Flea markets are full of cds because nobody collects them anymore. I think it’s a shame. People don’t want to buy music when illegal downloading or using streaming services is very easy, fast and free. I’m a huge fan of classic rock and I think the genre has lost some of its magic because of modern music trends. When I buy albums I believe the whole album is the adventure and I never buy just a band’s single. Some songs jump out right at you or grow on you and there’s always the radio hit but albums should be listened from top to bottom. That’s what makes you fall deeper in love with the artist. Technology has changed and services like iTunes encourage audiences to cherry pick and purchase singles.
This is just my opinion but music has become elevator music to many people. It doesn’t evoke strong feelings anymore. It’s just something disposable that goes in one ear and out the other. When you ask youngsters about their favorite artists they don’t have an answer. They just listen to whatever is played on the radio. Where’s the magic? Where’s the enthusiasm? The change in music industry has not only affected recording sales. Music journalism and music videos have found new ways of working in the field. As a result the last music television channel in Finland called The Voice got cancelled in 2012. Even legendary Suosikki-magazine suffered the same fate. It had been published since 1961.

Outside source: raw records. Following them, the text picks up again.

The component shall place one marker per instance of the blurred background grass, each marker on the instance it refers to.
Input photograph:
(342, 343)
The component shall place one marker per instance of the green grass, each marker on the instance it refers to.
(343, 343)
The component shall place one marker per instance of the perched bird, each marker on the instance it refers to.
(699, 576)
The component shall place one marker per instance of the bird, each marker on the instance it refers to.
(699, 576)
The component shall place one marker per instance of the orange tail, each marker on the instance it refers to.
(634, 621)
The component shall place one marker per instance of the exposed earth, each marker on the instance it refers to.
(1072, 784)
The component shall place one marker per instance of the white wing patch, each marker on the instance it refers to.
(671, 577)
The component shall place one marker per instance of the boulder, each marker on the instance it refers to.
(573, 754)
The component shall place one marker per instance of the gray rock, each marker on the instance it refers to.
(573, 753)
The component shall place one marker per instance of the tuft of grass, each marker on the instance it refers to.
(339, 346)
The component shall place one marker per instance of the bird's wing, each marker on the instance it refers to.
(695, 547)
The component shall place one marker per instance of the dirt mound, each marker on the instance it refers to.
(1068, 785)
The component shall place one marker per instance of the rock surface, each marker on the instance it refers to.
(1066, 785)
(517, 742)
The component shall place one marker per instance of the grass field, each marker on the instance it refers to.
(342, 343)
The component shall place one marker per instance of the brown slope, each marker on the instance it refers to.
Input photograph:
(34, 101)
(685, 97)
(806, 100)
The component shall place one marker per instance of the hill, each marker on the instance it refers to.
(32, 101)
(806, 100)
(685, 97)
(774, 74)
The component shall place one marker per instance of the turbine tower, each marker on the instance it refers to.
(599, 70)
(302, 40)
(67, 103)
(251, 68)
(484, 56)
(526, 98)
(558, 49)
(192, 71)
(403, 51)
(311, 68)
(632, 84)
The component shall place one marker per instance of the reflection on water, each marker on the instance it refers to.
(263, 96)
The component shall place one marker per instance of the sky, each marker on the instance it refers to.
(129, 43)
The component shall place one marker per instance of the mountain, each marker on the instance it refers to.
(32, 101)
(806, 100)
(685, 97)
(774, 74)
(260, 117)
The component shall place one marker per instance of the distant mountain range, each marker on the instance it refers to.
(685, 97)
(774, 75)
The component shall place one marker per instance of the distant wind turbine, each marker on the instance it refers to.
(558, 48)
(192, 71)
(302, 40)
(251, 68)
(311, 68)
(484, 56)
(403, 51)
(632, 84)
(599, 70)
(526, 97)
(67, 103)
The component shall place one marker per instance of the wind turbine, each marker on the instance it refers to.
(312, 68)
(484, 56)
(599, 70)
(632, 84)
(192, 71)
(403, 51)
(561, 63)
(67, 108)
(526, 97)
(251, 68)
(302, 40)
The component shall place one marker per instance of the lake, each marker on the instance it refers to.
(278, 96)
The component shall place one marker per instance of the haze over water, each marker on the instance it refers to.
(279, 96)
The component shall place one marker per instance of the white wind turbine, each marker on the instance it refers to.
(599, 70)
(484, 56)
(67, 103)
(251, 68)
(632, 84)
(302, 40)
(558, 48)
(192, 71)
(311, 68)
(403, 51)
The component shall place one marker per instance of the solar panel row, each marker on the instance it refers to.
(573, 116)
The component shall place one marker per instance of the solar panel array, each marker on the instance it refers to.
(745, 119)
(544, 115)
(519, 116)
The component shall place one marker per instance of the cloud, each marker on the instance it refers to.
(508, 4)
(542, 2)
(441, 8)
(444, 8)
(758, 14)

Regardless of all the negative changes in music industry there is still hope for people like me. Studies show that Finnish people spent over 2,5 times more money on CDs than on digital services in 2012. Streaming services’ share of total sales was only 19 per cent despite the fact that Spotify had been on the markets for four years. Album sales may have been declining for the past ten years but music will never lose its importance or be forgotten. Not if it’s up to me.